PAGE 17
At The Mission Of San Carmel
by
“Well, look here,” said Cranch, with the same easy, good-natured, practical directness which the priest remembered, and which would have passed for philosophy in a more thoughtful man, “put it squarely, then. In the first place, it was Don Juan and the alcalde who first suggested you might be the child.”
“But you have said you knew it was Francisco all the time,” interrupted Juanita.
“I did; but when I found the priest would not assist me at first, and admit that the acolyte was a girl, I preferred to let him think I was deceived in giving a fortune to another, and leave it to his own conscience to permit it or frustrate it. I was right. I reckon it was pretty hard on the old man, at his time of life, and wrapped up as he was in the girl; but at the moment he came up to the scratch like a man.”
“And to save him you have deceived me? Thank you, Senor,” said the girl with a mock curtsey.
“I reckon I preferred to have you for a wife than a daughter,” said Cranch, “if that’s what you mean. When you know me better, Juanita,” he continued, gravely, “you’ll know that I would never have let you believe I sought in you the one if I had not hoped to find in you the other.”
“Bueno! And when did you have that pretty hope?”
“When I first saw you.”
“And that was–two weeks ago.”
“A year ago, Juanita. When Francisco visited you at the rancho. I followed and saw you.”
Juanita looked at him a moment, and then suddenly darted at him, caught him by the lapels of his coat and shook him like a terrier.
“Are you sure that you did not love that Francisco? Speak!” (She shook him again.) “Swear that you did not follow her!”
“But–I did,” said Cranch, laughing and shaking between the clenching of the little hands.
“Judas Iscariot! Swear you do not love her all this while.”
“But, Juanita!”
“Swear!”
Cranch swore. Then to Father Pedro’s intense astonishment she drew the American’s face towards her own by the ears and kissed him.
“But you might have loved her, and married a fortune,” said Juanita, after a pause.
“Where would have been my reparation–my duty?” returned Cranch, with a laugh.
“Reparation enough for her to have had you,” said Juanita, with that rapid disloyalty of one loving woman to another in an emergency. This provoked another kiss from Cranch, and then Juanita said demurely:
“But we are far from the trail. Let us return, or we shall miss Father Pedro. Are you sure he will come?”
“A week ago he promised to be here to see the proofs to-day.”
The voices were growing fainter and fainter; they were returning to the trail.
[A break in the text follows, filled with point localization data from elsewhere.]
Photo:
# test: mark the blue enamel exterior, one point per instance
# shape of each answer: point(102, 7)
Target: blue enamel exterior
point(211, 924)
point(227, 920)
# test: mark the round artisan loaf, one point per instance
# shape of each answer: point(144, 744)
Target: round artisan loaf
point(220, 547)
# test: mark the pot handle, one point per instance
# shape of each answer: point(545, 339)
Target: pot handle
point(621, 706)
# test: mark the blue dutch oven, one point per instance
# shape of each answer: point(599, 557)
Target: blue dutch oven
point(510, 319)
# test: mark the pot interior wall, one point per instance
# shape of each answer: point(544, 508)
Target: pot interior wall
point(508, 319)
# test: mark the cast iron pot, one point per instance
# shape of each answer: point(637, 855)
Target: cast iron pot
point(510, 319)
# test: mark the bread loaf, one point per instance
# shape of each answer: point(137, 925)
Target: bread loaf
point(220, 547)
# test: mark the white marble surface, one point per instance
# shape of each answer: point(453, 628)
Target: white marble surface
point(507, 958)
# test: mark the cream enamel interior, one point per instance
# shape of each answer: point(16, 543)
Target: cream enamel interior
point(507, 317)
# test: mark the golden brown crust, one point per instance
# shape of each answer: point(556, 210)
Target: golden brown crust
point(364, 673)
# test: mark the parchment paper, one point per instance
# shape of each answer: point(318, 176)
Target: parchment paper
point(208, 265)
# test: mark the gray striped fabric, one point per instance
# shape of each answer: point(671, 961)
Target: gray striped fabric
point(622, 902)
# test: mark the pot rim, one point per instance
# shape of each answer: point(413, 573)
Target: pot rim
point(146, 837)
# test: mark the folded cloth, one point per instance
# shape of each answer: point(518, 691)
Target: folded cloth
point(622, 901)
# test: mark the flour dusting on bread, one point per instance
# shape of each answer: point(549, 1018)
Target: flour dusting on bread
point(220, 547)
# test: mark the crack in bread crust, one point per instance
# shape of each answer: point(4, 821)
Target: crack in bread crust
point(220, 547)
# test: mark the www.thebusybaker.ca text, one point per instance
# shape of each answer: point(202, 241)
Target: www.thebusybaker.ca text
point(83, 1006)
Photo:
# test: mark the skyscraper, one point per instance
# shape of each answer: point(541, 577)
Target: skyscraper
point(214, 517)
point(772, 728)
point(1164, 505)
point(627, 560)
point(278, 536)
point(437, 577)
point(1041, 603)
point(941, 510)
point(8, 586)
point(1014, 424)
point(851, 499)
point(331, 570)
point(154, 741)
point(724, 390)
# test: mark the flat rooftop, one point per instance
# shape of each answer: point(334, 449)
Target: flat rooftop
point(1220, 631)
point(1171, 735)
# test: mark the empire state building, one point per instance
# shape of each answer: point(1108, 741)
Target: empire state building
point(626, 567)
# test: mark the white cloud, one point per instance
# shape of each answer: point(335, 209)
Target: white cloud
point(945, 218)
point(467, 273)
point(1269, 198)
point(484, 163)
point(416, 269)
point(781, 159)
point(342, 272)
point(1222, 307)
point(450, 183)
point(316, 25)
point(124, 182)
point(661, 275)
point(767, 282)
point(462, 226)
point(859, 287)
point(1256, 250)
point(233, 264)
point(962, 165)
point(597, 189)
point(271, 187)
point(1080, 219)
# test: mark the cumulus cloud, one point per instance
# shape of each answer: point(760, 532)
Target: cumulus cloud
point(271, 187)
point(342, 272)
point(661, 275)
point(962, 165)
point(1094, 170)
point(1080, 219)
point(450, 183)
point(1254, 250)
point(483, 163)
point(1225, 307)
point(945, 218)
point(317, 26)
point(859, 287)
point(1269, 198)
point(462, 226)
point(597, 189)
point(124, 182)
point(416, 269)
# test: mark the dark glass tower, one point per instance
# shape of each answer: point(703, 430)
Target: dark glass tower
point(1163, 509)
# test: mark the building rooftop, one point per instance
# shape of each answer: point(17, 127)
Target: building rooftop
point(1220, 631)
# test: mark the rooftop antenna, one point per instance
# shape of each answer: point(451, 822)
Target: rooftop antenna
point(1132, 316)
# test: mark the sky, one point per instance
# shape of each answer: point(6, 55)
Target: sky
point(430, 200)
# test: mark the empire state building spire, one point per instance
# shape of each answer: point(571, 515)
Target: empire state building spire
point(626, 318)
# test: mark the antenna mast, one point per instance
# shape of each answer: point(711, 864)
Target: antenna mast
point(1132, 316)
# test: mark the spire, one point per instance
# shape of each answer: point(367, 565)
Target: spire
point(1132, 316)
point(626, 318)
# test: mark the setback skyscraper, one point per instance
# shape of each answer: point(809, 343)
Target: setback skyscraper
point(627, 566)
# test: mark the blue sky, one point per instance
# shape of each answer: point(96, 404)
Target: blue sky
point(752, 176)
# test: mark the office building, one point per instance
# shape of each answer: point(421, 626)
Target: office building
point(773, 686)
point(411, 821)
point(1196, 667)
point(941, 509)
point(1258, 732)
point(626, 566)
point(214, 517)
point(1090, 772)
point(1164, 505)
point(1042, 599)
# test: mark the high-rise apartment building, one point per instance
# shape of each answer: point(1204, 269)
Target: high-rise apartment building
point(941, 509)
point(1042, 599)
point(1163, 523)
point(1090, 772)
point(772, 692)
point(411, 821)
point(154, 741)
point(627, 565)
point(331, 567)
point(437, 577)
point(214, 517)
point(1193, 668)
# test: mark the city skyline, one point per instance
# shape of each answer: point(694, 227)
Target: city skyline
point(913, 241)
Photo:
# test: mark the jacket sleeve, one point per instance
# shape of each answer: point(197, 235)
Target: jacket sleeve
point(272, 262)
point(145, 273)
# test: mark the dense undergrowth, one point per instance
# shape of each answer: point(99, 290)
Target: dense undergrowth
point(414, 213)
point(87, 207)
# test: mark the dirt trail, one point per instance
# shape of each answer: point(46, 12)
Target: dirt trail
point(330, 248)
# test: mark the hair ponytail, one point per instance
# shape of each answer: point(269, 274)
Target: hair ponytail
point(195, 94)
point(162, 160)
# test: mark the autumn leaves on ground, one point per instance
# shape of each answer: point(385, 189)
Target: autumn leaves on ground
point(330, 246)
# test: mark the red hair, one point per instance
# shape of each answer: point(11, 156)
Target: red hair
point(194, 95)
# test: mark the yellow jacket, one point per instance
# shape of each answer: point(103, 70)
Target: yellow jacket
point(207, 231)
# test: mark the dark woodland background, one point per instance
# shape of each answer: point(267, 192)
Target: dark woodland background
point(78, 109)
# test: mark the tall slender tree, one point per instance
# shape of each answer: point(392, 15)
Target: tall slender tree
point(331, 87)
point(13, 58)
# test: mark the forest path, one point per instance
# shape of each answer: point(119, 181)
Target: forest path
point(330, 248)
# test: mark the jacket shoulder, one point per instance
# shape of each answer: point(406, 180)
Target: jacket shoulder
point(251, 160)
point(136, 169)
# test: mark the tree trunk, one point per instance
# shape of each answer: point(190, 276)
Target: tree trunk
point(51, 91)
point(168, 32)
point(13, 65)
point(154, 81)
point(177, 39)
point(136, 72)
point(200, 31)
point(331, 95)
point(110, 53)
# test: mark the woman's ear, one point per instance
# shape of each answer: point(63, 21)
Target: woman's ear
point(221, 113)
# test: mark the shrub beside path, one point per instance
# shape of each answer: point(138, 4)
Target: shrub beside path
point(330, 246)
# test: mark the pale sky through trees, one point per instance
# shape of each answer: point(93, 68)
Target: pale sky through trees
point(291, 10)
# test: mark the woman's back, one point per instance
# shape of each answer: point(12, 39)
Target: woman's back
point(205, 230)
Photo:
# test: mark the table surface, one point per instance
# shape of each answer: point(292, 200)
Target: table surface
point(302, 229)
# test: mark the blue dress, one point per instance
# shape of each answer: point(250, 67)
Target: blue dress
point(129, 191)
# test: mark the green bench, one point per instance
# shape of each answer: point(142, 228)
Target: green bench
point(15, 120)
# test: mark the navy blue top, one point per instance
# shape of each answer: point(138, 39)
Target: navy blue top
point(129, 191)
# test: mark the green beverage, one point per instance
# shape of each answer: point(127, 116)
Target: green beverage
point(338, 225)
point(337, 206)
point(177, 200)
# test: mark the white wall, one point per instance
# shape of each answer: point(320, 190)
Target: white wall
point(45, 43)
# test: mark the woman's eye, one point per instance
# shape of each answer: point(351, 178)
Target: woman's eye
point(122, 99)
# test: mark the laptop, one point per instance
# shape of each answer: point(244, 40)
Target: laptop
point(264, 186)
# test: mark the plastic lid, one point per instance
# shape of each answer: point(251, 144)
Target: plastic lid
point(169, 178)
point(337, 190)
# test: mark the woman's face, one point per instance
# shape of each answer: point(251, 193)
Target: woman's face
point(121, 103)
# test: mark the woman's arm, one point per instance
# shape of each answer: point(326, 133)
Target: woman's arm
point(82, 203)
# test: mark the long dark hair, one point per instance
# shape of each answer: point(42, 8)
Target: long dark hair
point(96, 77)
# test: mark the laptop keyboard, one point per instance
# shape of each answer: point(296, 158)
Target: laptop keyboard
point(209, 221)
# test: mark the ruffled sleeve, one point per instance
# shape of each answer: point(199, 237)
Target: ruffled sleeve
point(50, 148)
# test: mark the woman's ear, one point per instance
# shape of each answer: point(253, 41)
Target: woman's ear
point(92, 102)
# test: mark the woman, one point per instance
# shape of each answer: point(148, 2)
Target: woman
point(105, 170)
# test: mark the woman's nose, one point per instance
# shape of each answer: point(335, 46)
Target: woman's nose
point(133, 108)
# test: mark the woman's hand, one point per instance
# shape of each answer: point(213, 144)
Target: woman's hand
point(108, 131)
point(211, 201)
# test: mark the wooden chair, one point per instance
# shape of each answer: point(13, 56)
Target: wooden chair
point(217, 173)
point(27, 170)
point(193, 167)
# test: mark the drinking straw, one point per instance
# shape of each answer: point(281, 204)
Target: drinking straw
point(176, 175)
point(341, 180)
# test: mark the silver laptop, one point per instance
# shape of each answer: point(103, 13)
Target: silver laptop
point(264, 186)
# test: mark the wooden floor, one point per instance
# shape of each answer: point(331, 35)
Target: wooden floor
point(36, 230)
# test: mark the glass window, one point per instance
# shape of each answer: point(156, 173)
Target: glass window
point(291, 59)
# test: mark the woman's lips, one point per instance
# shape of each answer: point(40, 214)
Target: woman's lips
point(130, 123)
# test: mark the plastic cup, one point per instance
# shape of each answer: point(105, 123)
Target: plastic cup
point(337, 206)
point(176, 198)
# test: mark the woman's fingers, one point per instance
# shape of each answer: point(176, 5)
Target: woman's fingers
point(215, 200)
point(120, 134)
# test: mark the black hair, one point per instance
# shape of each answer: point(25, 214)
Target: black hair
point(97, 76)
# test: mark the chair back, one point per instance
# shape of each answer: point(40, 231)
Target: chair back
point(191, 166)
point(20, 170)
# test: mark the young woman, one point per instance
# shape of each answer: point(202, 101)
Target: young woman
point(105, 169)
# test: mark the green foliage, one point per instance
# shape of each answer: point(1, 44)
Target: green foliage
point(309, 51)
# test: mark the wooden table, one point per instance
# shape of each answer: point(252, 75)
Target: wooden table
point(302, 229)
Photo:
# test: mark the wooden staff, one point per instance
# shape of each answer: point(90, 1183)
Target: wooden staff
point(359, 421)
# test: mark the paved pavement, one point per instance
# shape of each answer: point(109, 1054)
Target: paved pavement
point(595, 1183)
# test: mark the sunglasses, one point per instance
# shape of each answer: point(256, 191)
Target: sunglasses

Father Pedro remained motionless. A week ago! Was it a week ago since–since what? And what had he been doing here? Listening! He! Father Pedro, listening like an idle peon to the confidences of two lovers. But they had talked of him, of his crime, and the man had pitied him. Why did he not speak? Why did he not call after them? He tried to raise his voice. It sank in his throat with a horrible choking sensation. The nearest heads of oats began to nod to him, he felt himself swaying backward and forward. He fell–heavily, down, down, down, from the summit of the mountain to the floor of the Mission chapel, and there he lay in the dark.
* * * * *
“He moves.”
“Blessed Saint Anthony preserve him!”
It was Antonio’s voice, it was Jose’s arm, it was the field of wild oats, the sky above his head,–all unchanged.
“What has happened?” said the priest feebly.
“A giddiness seized your reverence just now, as we were coming to seek you.”
“And you met no one?”
“No one, your reverence.”
Father Pedro passed his hand across his forehead.